On est rendus au Vieux-Port, au boutte de la manif. Ça fait un énorme tapon de monde. Et dans cette masse de cochons rouges, je tombe par hasard sur Rose et Jonas. Les discours sont commencés, mais on comprend pas bien parce qu’on est trop loin, on se dit qu'on va les écouter sur YouTube, et puis ma vision commence à fucker un peu. Il y a un cercle flou dans mon champ de vision, et ça me gosse au point où j’ai de la misère à suivre la conversation avec Luc Chicoine.

Au début, c'était un tout petit cercle.


Tranquillement, le cercle est devenu plus grand et fatikant.

Je me dis que mon corps a peut-être besoin de calories mais que je suis trop fatiguée pour m’en rendre compte, alors je mange une barre Milange du randonneur. Ça passe pas. On s’assoit. On s’assoit, oui, mais on reste debout, parce qu’on est des osties, on est là pour être debout. Ah! Ma glycémie est peut-être trop basse! Je sors mon glucomètre pour tchèquer ça. Je suis pas diabétique, mais mon médecin m’a prescrit ce machin parce que j’ai tendance à faire de l’hypoglycémie. 6,1, c’est bin correct. Arf, c’est énervant, le cercle s’agrandit. Je vois quand même bien, mais ça m’inquiète pareil. C’est pas un symptôme de caillot cérébral, genre? ACV? Ou autre affection grave et urgente? Au moment où je me demande si je serai capable de rentrer chez moi à pieds, un visage familier passe devant moi. C’est Alex! Et il me reconnait! Alex, c’est un ancien collègue de travail, je l’ai connu en même temps que Simon Douville et Maxym Ringuette. Il étudie à l’Université Laval et je sais qu’il s’implique beaucoup dans le mouvement étudiant, alors je suis pas étonnée de le voir là. Mais quand même, le croiser par hasard dans une mer de (200 000?) personnes! Il doit courir pour attraper son bus pour rentrer à Québec. Il a pas dû me trouver bin dynamique… Bon! Le halo flou a disparu! OK, on poursuit la marche? Go! 

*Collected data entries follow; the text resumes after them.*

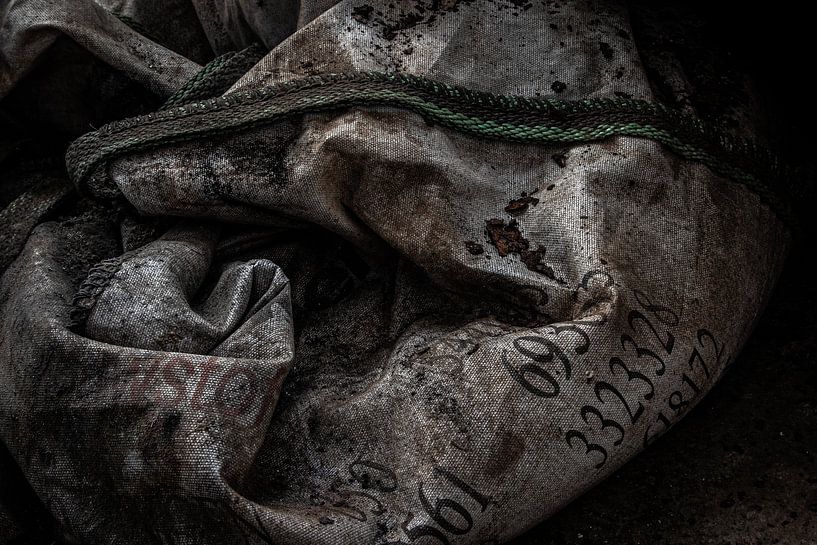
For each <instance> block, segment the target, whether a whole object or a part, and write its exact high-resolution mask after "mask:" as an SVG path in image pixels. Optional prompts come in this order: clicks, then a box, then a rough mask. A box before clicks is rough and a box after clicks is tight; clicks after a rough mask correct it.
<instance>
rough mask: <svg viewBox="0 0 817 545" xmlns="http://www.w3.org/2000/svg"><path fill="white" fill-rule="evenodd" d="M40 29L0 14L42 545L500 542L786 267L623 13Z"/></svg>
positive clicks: (787, 207) (719, 370) (11, 429)
mask: <svg viewBox="0 0 817 545" xmlns="http://www.w3.org/2000/svg"><path fill="white" fill-rule="evenodd" d="M77 5H78V6H81V8H80V9H76V10H71V9H68V7H67V6H68V4H67V3H64V2H44V1H41V0H26V1H13V2H10V3H7V4H6V5H4V6H3V7H2V8H0V16H1V17H2V21H3V25H2V27H0V36H3V38H4V39H3V41H2V42H0V51H1V52H2V56H0V59H2V60H3V62H2V63H0V96H3V97H5V98H3V100H2V102H0V109H3V114H4V116H3V117H2V118H0V120H2V121H3V123H6V122H7V121H6V120H8V123H10V124H12V125H13V127H14V129H15V130H14V131H9V132H8V133H7V134H9V135H11V136H8V137H5V138H4V139H3V140H0V168H2V169H4V170H3V172H4V174H5V177H4V178H3V179H0V187H2V188H3V190H4V192H5V194H4V195H3V196H2V200H0V204H1V205H2V206H3V211H2V212H0V225H3V226H5V227H6V228H7V229H8V230H9V232H10V233H12V234H11V235H0V236H4V244H3V245H2V246H0V250H2V255H0V258H2V261H0V266H2V267H3V268H5V269H6V270H5V272H4V273H3V276H2V279H0V440H1V441H2V444H3V447H4V449H5V450H3V451H0V455H2V456H4V457H5V458H3V457H2V456H0V462H1V463H0V479H12V477H13V480H14V482H15V483H17V484H16V485H15V486H19V487H20V489H21V492H20V497H21V498H25V499H26V501H28V502H32V503H33V504H36V506H37V510H35V511H36V512H37V513H40V515H38V516H42V517H43V518H44V519H46V520H48V521H49V524H50V525H51V526H49V528H53V530H48V531H49V532H51V534H53V535H54V536H59V538H60V539H64V540H66V542H76V543H81V544H83V545H96V544H122V543H124V544H131V543H132V544H140V545H141V544H148V543H156V544H165V543H195V544H202V545H232V544H236V543H247V544H274V545H387V544H388V545H414V544H416V545H426V544H443V545H455V544H458V545H466V544H468V545H489V544H491V545H497V544H500V543H504V542H506V541H508V540H510V539H512V538H513V537H515V536H517V535H519V534H521V533H522V532H524V531H525V530H526V529H528V528H530V527H532V526H533V525H535V524H538V523H540V522H542V521H545V520H546V519H547V518H548V517H549V516H550V515H552V514H553V513H555V512H557V511H558V510H559V509H560V508H562V507H564V506H565V505H566V504H567V503H568V502H570V501H571V500H572V499H574V498H576V497H577V496H578V495H580V494H582V493H583V492H584V491H586V490H587V489H588V488H590V487H592V486H593V485H594V484H596V483H598V482H599V481H601V480H602V479H604V478H605V477H606V476H608V475H610V474H611V473H612V472H613V471H615V470H616V469H617V468H619V467H620V466H621V465H622V464H624V463H625V462H627V461H629V460H631V459H632V458H633V457H634V456H635V455H636V454H637V453H638V452H640V451H641V450H642V449H644V448H645V447H647V446H648V445H649V444H650V443H651V442H652V441H654V440H655V439H656V438H657V437H659V436H660V435H661V434H663V433H664V432H666V431H667V430H668V429H669V428H671V427H672V425H673V424H675V423H676V422H677V421H678V420H679V419H681V418H682V417H683V416H684V415H685V414H686V413H687V412H688V411H689V410H690V409H692V408H693V407H694V406H695V404H696V403H698V402H699V401H700V399H701V398H702V397H703V396H704V395H705V394H706V393H707V391H709V389H711V388H712V386H713V385H714V384H715V383H716V382H717V380H718V379H719V377H721V376H722V374H723V373H724V372H725V371H726V370H727V368H728V367H729V365H730V363H731V362H732V361H733V360H734V358H735V356H736V355H737V354H738V353H739V351H740V349H741V347H742V345H743V344H744V342H745V341H746V339H747V337H748V335H749V334H750V332H751V330H752V327H753V324H754V323H755V322H756V320H757V318H758V316H759V314H760V312H761V311H762V309H763V306H764V303H765V301H766V299H767V297H768V295H769V293H770V291H771V289H772V287H773V285H774V282H775V279H776V276H777V274H778V271H779V269H780V267H781V264H782V262H783V259H784V257H785V255H786V251H787V247H788V245H789V243H790V237H791V235H790V227H791V225H792V224H793V223H794V222H793V220H792V215H791V210H790V208H791V207H790V206H789V204H788V202H789V201H788V200H787V199H789V200H790V199H791V195H792V194H794V195H796V194H797V190H798V188H799V187H800V186H801V185H802V180H801V179H800V178H799V174H798V172H797V171H796V170H795V169H792V168H790V167H787V166H785V165H784V164H783V163H782V162H781V161H778V160H777V159H776V158H775V155H774V154H773V153H771V152H769V151H767V150H768V149H769V148H770V139H769V138H768V137H767V135H766V134H765V133H764V131H763V127H764V126H765V124H764V122H763V118H762V115H760V112H759V111H758V108H757V103H758V102H757V100H755V96H754V95H753V93H752V90H751V86H749V85H748V84H747V82H746V80H745V79H743V77H742V76H741V74H740V73H739V72H738V71H737V70H734V71H733V70H732V69H727V68H724V67H721V66H720V65H719V64H717V63H715V62H713V61H712V59H711V58H710V57H709V56H708V55H709V54H710V53H711V52H710V51H709V50H708V49H707V48H706V47H705V46H704V45H703V41H702V40H701V39H699V37H698V36H697V35H695V34H694V33H691V32H692V31H689V30H688V27H687V25H686V23H690V22H689V21H687V20H686V19H684V18H683V17H681V16H678V15H674V14H672V13H669V14H668V13H666V12H663V11H661V9H660V8H651V7H649V6H646V7H645V6H643V5H636V4H634V3H631V2H616V1H591V0H576V1H574V2H569V3H567V2H517V1H510V0H508V1H504V0H497V1H494V2H469V1H450V2H447V1H443V2H430V1H428V2H426V1H420V2H413V3H400V2H389V1H387V0H382V1H381V0H377V1H369V0H366V1H360V2H351V1H340V2H332V1H308V2H303V1H302V2H292V3H288V2H266V3H265V2H244V1H243V0H233V1H229V2H222V3H217V2H209V1H207V0H196V1H194V2H192V7H191V6H187V7H185V6H186V4H185V3H183V2H176V1H172V2H167V4H166V9H167V10H169V11H172V12H173V13H176V14H177V15H178V18H177V23H176V26H175V27H174V25H171V24H170V23H168V21H167V20H166V18H165V17H162V15H161V14H162V6H163V5H164V4H162V3H159V2H156V1H153V0H128V1H124V2H99V3H92V2H87V5H86V3H77ZM689 27H690V28H693V29H694V28H695V27H694V25H693V24H691V23H690V25H689ZM66 37H67V38H70V39H65V38H66ZM31 44H35V45H36V47H29V45H31ZM54 59H62V60H63V61H65V60H68V61H70V63H69V64H68V66H72V67H74V68H73V69H72V70H73V72H76V73H77V74H78V75H77V76H71V74H69V72H68V70H67V69H66V68H65V66H66V64H65V63H64V62H63V63H62V64H60V63H57V62H55V61H54ZM80 76H82V77H80ZM53 89H61V93H54V92H51V90H53ZM46 91H48V92H46ZM87 93H92V95H90V96H91V98H92V100H91V99H89V98H85V99H81V98H80V97H81V96H84V95H86V94H87ZM31 112H35V114H36V115H35V114H33V113H31ZM26 120H27V121H26ZM32 127H33V128H32ZM26 131H29V132H30V134H29V132H26ZM40 135H48V139H47V142H48V147H47V149H48V152H49V157H50V156H52V155H53V153H52V152H53V151H54V150H57V151H59V152H60V153H64V154H65V155H64V157H65V160H64V162H61V163H59V164H57V165H55V164H54V163H53V162H52V161H42V162H41V163H38V162H37V161H36V160H30V157H36V156H37V153H38V152H42V153H45V150H46V146H45V144H43V142H45V141H46V139H45V136H40ZM24 159H25V160H24ZM6 241H8V242H6ZM4 460H5V461H4ZM633 463H638V461H634V462H633ZM3 472H6V473H7V475H6V474H4V473H3ZM8 482H12V481H11V480H9V481H8ZM0 484H2V481H0ZM17 513H18V511H17V510H15V509H14V508H13V506H12V505H11V504H10V503H9V502H8V499H7V495H3V496H0V541H2V540H6V541H10V540H12V539H23V537H21V536H25V535H26V532H29V533H31V532H35V533H36V531H39V530H36V531H35V530H34V529H32V528H33V525H31V524H29V527H23V526H25V525H23V526H21V523H20V520H21V519H20V516H19V515H18V514H17ZM51 534H49V535H51Z"/></svg>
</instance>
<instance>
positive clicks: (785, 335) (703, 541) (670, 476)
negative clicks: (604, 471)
mask: <svg viewBox="0 0 817 545" xmlns="http://www.w3.org/2000/svg"><path fill="white" fill-rule="evenodd" d="M801 244H802V242H801ZM805 250H806V249H803V248H802V246H801V247H800V248H799V250H798V249H796V250H795V252H794V253H793V254H792V256H791V257H790V259H789V262H788V263H787V266H786V269H785V271H784V273H783V275H782V277H781V279H780V283H779V284H778V287H777V289H776V290H775V293H774V295H773V297H772V299H771V301H770V303H769V306H768V308H767V310H766V312H765V314H764V315H763V318H762V319H761V320H760V322H759V323H758V326H757V329H756V330H755V333H754V335H753V336H752V337H751V339H750V341H749V343H748V344H747V345H746V347H745V348H744V350H743V351H742V353H741V354H740V356H739V357H738V359H737V361H736V362H735V364H734V365H733V366H732V368H731V370H730V372H728V373H727V374H726V375H725V376H724V378H723V379H722V380H721V382H720V384H719V385H718V386H716V387H715V388H714V389H713V390H712V391H711V392H710V393H709V395H708V396H707V397H706V398H705V399H704V400H703V401H702V402H701V404H700V405H699V406H698V407H697V408H696V409H695V410H693V411H692V412H691V413H690V414H689V415H688V416H687V417H686V418H685V419H684V420H683V421H682V422H681V423H680V424H678V425H677V426H676V427H675V428H674V429H673V430H672V431H671V432H670V433H668V434H667V435H665V436H664V437H663V438H661V439H660V440H659V441H658V442H656V443H655V444H654V445H653V446H652V447H651V448H649V449H647V450H646V451H644V452H643V453H642V454H641V455H639V456H638V457H636V458H635V459H633V460H632V461H631V462H629V463H628V464H627V465H625V466H624V467H623V468H622V469H621V470H620V471H618V472H617V473H615V474H614V475H613V476H612V477H611V478H610V479H608V480H607V481H606V482H604V483H602V484H601V485H600V486H598V487H596V488H594V489H593V490H591V491H590V492H588V493H587V494H586V495H584V496H583V497H581V498H580V499H578V500H577V501H575V502H573V503H572V504H571V505H570V506H568V507H567V508H566V509H565V510H564V511H562V512H561V513H559V514H558V515H556V516H555V517H554V518H552V519H551V520H550V521H548V522H546V523H544V524H542V525H541V526H539V527H538V528H536V529H534V530H532V531H531V532H529V533H528V535H526V536H524V537H523V538H521V539H518V540H517V541H515V542H513V545H602V544H627V545H629V544H644V545H659V544H661V545H662V544H666V545H680V544H684V545H688V544H701V545H709V544H711V545H771V544H785V545H801V544H812V543H817V462H816V461H815V456H816V455H817V365H815V363H817V338H815V331H817V316H815V313H814V308H815V305H817V286H815V284H814V280H813V269H812V268H811V267H809V266H808V265H807V264H806V263H807V261H806V256H804V254H805V253H806V251H805ZM808 251H809V252H810V251H811V250H808Z"/></svg>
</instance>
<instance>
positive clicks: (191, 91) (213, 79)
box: [160, 45, 266, 110]
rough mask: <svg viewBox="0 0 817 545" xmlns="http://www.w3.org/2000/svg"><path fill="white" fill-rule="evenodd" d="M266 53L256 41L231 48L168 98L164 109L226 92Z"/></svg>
mask: <svg viewBox="0 0 817 545" xmlns="http://www.w3.org/2000/svg"><path fill="white" fill-rule="evenodd" d="M265 53H266V51H265V50H264V49H263V48H261V47H260V46H257V45H252V46H250V47H248V48H246V49H243V50H241V51H231V52H229V53H225V54H224V55H221V56H219V57H216V58H215V59H213V60H212V61H210V62H209V63H207V65H205V66H204V68H202V69H201V70H199V71H198V72H197V73H196V75H195V76H193V77H192V78H191V79H190V80H189V81H188V82H187V83H185V84H184V86H182V88H181V89H179V90H178V91H176V92H175V93H174V94H173V96H171V97H170V98H169V99H167V101H165V103H164V104H163V105H162V107H161V108H160V110H167V109H169V108H173V107H176V106H181V105H182V104H187V103H188V102H194V101H196V100H206V99H208V98H211V97H214V96H218V95H220V94H222V93H224V92H225V91H227V89H229V88H230V87H231V86H232V84H233V83H235V82H236V81H237V80H238V78H240V77H241V76H243V75H244V74H245V73H246V72H247V70H249V69H250V68H252V67H253V65H255V63H257V62H258V61H259V60H261V58H262V57H263V56H264V54H265Z"/></svg>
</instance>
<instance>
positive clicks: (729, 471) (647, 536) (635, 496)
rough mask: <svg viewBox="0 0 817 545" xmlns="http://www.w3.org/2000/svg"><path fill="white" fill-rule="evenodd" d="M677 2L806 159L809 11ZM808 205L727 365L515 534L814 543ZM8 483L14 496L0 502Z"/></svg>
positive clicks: (815, 413) (816, 468)
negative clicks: (695, 404)
mask: <svg viewBox="0 0 817 545" xmlns="http://www.w3.org/2000/svg"><path fill="white" fill-rule="evenodd" d="M656 1H660V0H656ZM686 4H690V5H692V6H693V7H694V8H695V10H696V11H698V12H699V13H700V14H701V15H702V16H703V17H704V18H705V20H706V21H707V32H708V33H709V35H710V37H711V38H712V39H713V40H716V41H719V42H721V43H722V44H724V45H725V46H727V47H728V48H730V49H731V50H732V51H733V52H734V55H735V61H736V62H737V63H738V64H740V65H741V66H742V67H743V68H744V69H745V70H746V71H747V72H749V73H750V74H751V75H752V76H753V77H754V79H755V82H756V83H757V86H758V89H759V91H760V94H761V96H762V97H763V100H764V105H765V107H766V109H767V111H768V113H769V115H770V116H771V117H772V118H773V119H774V120H776V123H775V125H776V127H777V129H778V138H779V147H780V149H781V150H783V152H784V153H785V154H787V155H788V156H789V157H790V158H792V159H794V160H795V161H800V162H802V161H804V160H806V161H812V162H813V161H814V159H813V158H814V157H815V156H817V153H815V149H814V144H815V142H814V137H813V127H815V126H817V108H815V101H817V98H815V92H814V89H813V87H812V86H811V84H810V80H811V75H812V72H813V70H814V66H815V64H817V63H815V62H814V57H813V53H814V52H815V47H814V43H815V40H817V29H815V22H814V19H812V18H811V17H810V15H809V11H810V10H808V9H807V8H806V7H799V6H801V4H799V3H794V2H777V3H767V4H761V5H759V6H758V7H751V6H753V5H754V3H748V2H735V1H717V0H710V1H707V2H704V1H700V0H695V1H692V2H687V3H686ZM805 5H806V6H808V4H805ZM813 203H814V201H813V200H812V199H810V198H803V199H801V200H800V202H799V205H800V213H801V219H802V224H801V229H800V231H799V232H798V233H797V234H796V236H795V243H794V247H793V250H792V253H791V255H790V257H789V260H788V262H787V265H786V268H785V270H784V272H783V275H782V277H781V280H780V283H779V285H778V287H777V289H776V291H775V293H774V295H773V297H772V300H771V301H770V304H769V307H768V309H767V311H766V313H765V314H764V317H763V319H762V320H761V321H760V323H759V324H758V327H757V330H756V332H755V334H754V335H753V337H752V339H751V340H750V342H749V344H748V345H747V346H746V347H745V349H744V350H743V352H742V353H741V355H740V356H739V358H738V360H737V362H736V363H735V364H734V365H733V366H732V367H731V371H730V372H729V374H728V375H727V376H725V377H724V378H723V380H722V381H721V383H720V384H719V385H718V386H716V387H715V388H714V389H713V390H712V392H711V393H710V394H709V395H708V396H707V397H706V398H705V399H704V400H703V401H702V402H701V404H700V405H699V406H698V407H697V408H696V409H695V410H693V411H692V412H691V414H690V415H689V416H687V418H686V419H685V420H684V421H682V422H681V423H680V424H679V425H678V426H676V427H675V428H674V429H673V430H672V431H671V432H670V433H668V434H667V435H666V436H664V437H663V438H662V439H660V440H659V441H658V442H657V443H655V444H654V445H653V446H652V447H651V448H650V449H648V450H647V451H645V452H644V453H642V454H641V455H639V456H638V457H637V458H635V459H634V460H632V461H631V462H630V463H628V464H627V465H626V466H624V467H623V468H622V469H621V470H619V471H618V472H617V473H616V474H614V475H613V476H612V477H611V478H610V479H608V480H607V481H606V482H604V483H602V484H601V485H600V486H598V487H596V488H594V489H593V490H591V491H590V492H588V493H587V494H586V495H584V496H583V497H581V498H580V499H578V500H577V501H575V502H574V503H573V504H572V505H570V506H569V507H568V508H566V509H565V510H564V511H562V512H561V513H560V514H558V515H557V516H555V517H554V518H552V519H550V520H549V521H547V522H545V523H544V524H542V525H541V526H540V527H538V528H536V529H534V530H532V531H531V532H530V533H529V534H527V535H526V536H523V537H522V538H520V539H519V540H517V541H516V542H514V545H558V544H564V545H579V544H581V545H598V544H624V545H629V544H633V545H634V544H650V545H660V544H667V545H676V544H701V545H705V544H717V545H726V544H729V545H760V544H774V543H779V544H787V545H788V544H794V545H800V544H812V543H814V544H817V460H816V459H815V456H817V365H815V364H816V363H817V336H815V332H817V285H815V281H814V277H815V272H814V271H815V269H814V267H813V265H812V261H813V259H812V257H813V256H812V252H813V248H814V243H813V240H814V239H813V235H814V234H815V232H817V229H815V227H814V226H813V225H810V223H811V224H813V223H814V221H813V216H814V214H813V211H812V206H813ZM2 450H3V449H2V446H1V445H0V471H4V474H6V475H7V476H8V477H10V479H9V480H8V481H7V484H9V485H14V486H9V487H8V488H6V489H5V490H0V501H3V502H4V503H7V505H9V506H14V511H15V512H14V513H12V515H13V516H14V518H15V519H16V522H17V523H18V524H20V525H21V527H22V528H24V529H25V535H23V536H20V538H19V539H18V540H15V543H18V544H21V545H22V544H35V543H39V544H51V543H59V538H58V537H57V536H58V532H56V531H55V529H54V527H53V525H52V524H53V523H52V521H51V520H50V518H49V517H48V516H47V515H46V513H45V511H44V509H42V507H41V506H40V505H39V504H38V502H37V501H36V498H34V497H33V495H28V492H29V491H30V490H29V489H28V488H27V487H26V486H25V482H24V479H23V477H22V475H20V474H19V473H17V472H15V470H14V467H13V463H12V462H11V461H10V459H9V457H8V455H7V453H5V452H2ZM4 466H5V467H4ZM6 472H7V473H6ZM6 494H14V498H13V499H14V501H10V502H5V501H4V500H3V498H2V496H3V495H6Z"/></svg>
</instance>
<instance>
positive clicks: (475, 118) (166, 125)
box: [66, 72, 796, 215]
mask: <svg viewBox="0 0 817 545" xmlns="http://www.w3.org/2000/svg"><path fill="white" fill-rule="evenodd" d="M361 107H362V108H365V107H392V108H399V109H404V110H409V111H412V112H415V113H418V114H420V115H421V116H423V117H424V118H425V119H426V120H428V121H430V122H433V123H436V124H439V125H441V126H443V127H446V128H450V129H454V130H457V131H461V132H464V133H467V134H471V135H474V136H477V137H483V138H490V139H496V140H502V141H508V142H520V143H529V144H531V143H532V144H575V143H586V142H591V141H597V140H600V139H603V138H607V137H611V136H633V137H640V138H648V139H651V140H654V141H656V142H659V143H661V144H663V145H665V146H667V147H668V148H669V149H671V150H672V151H674V152H675V153H677V154H678V155H680V156H681V157H683V158H685V159H688V160H691V161H697V162H700V163H702V164H704V165H706V166H707V167H709V168H710V169H711V170H712V171H713V172H715V173H716V174H718V175H720V176H723V177H725V178H729V179H732V180H734V181H737V182H740V183H743V184H745V185H746V186H747V187H749V188H750V189H751V190H752V191H754V192H756V193H757V194H758V195H759V196H760V198H761V199H763V200H764V201H765V202H766V203H768V204H769V205H770V206H772V207H773V208H774V209H775V210H776V211H778V212H779V213H781V214H784V215H785V214H786V213H787V210H788V205H787V204H786V202H785V201H784V200H783V199H781V198H780V196H779V195H778V194H777V193H778V191H773V190H772V188H775V189H776V190H781V189H785V188H786V186H787V185H789V184H790V183H791V182H792V179H793V178H794V177H796V173H795V172H794V171H793V170H792V169H790V168H788V167H787V166H785V165H784V164H782V163H781V162H780V161H779V160H777V159H776V158H775V157H774V156H773V155H772V154H771V153H769V152H768V151H766V150H765V149H763V148H761V147H759V146H757V145H755V144H753V143H751V142H748V141H744V140H737V139H734V138H732V137H730V136H728V135H725V134H722V133H721V132H720V131H718V130H716V129H715V128H713V127H710V126H708V125H707V124H705V123H704V122H703V121H701V120H700V119H698V118H695V117H692V116H689V115H686V114H682V113H680V112H678V111H676V110H673V109H670V108H668V107H666V106H663V105H661V104H656V103H651V102H647V101H643V100H636V99H625V98H605V99H585V100H577V101H564V100H555V99H534V98H527V97H515V96H501V95H493V94H490V93H484V92H479V91H473V90H470V89H466V88H463V87H458V86H454V85H448V84H445V83H441V82H438V81H434V80H431V79H428V78H423V77H419V76H412V75H407V74H384V73H378V72H356V73H347V74H326V75H321V76H313V77H307V78H304V79H301V80H298V81H293V82H286V83H279V84H275V85H272V86H270V87H266V88H264V89H260V90H250V91H239V92H235V93H230V94H228V95H225V96H222V97H218V98H212V99H208V100H201V101H196V102H194V103H190V104H186V105H182V106H178V107H173V108H169V109H166V110H162V111H159V112H155V113H152V114H148V115H144V116H141V117H136V118H131V119H125V120H122V121H117V122H114V123H111V124H109V125H106V126H104V127H102V128H101V129H99V130H97V131H95V132H92V133H89V134H86V135H84V136H82V137H81V138H79V139H78V140H77V141H75V142H74V143H73V144H72V145H71V147H70V148H69V150H68V154H67V156H66V161H67V166H68V170H69V173H70V174H71V177H72V179H73V180H74V182H75V183H76V184H77V185H78V186H79V187H80V188H83V187H85V186H88V185H93V186H94V187H93V189H94V192H95V193H96V194H97V195H99V196H113V195H116V194H117V190H116V188H115V187H113V186H112V184H111V182H110V180H108V179H107V178H106V176H105V173H104V169H103V168H102V167H103V166H104V165H105V164H107V163H108V162H109V161H111V160H113V159H115V158H117V157H122V156H124V155H127V154H130V153H134V152H138V151H145V150H149V149H154V148H157V147H159V146H164V145H168V144H173V143H180V142H186V141H191V140H196V139H200V138H208V137H212V136H215V135H222V134H227V133H233V132H236V131H240V130H247V129H252V128H256V127H260V126H265V125H269V124H271V123H274V122H276V121H279V120H281V119H284V118H287V117H291V116H297V115H303V114H307V113H314V112H323V111H328V110H336V109H344V108H361Z"/></svg>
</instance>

On est un petit groupe à marcher sur une Ste-Catherine encore piétonne. Je laisse Luc Chicoine me guider, je regarde à peine où on s’en va, je concentre me dernières barres d’énergie dans mes jambes. Au coin de St-Laurent et Ontario, je salue mon ami qui s’en va bravement travailler. Je sais qu’il est fatigué et stressé parce qu’il donne un séminaire le lendemain matin. Je lui envoie des bonnes vibes magiques de bonne humeur de joie de vivre. Je fais quelques pas et je me retrouve face à une madame, une Italienne aux cheveux blancs, qui regarde derrière moi avec inquiétude. « Sont tellement chiens… » Je suis pas certaine de savoir de qui elle parle. « Sont tellement chiens les policiers. Ils viennent d’embarquer deux personnes pour rien! » Elle secoue la tête. Je me retourne, trop tard, la voiture les a avalés. Je poursuis mon chemin. Sans musique dans mes oreilles, ça fait drôle, j’ai pas l’habitude de sortir sans mon bébéPod. Je peux mieux percevoir le calme qui reprend tranquillement sa place dans la ville. Sur Sherbrooke, je croise Marie-Chantal avec un ami. Han! Wow! Encore un beau hasard! Je lui montre mes photos.


Un pigeon qui s'est sacrifié contre la hausse.

Tête de mort, tête de mort CONTRE LA HAUSSE!

Fofy Caouette, la chatte de Choukri et Léa



Avant d’arriver chez moi, je passe devant chez Mathieu et je lui envoie des becs soufflés afin qu’il guérisse plus vite.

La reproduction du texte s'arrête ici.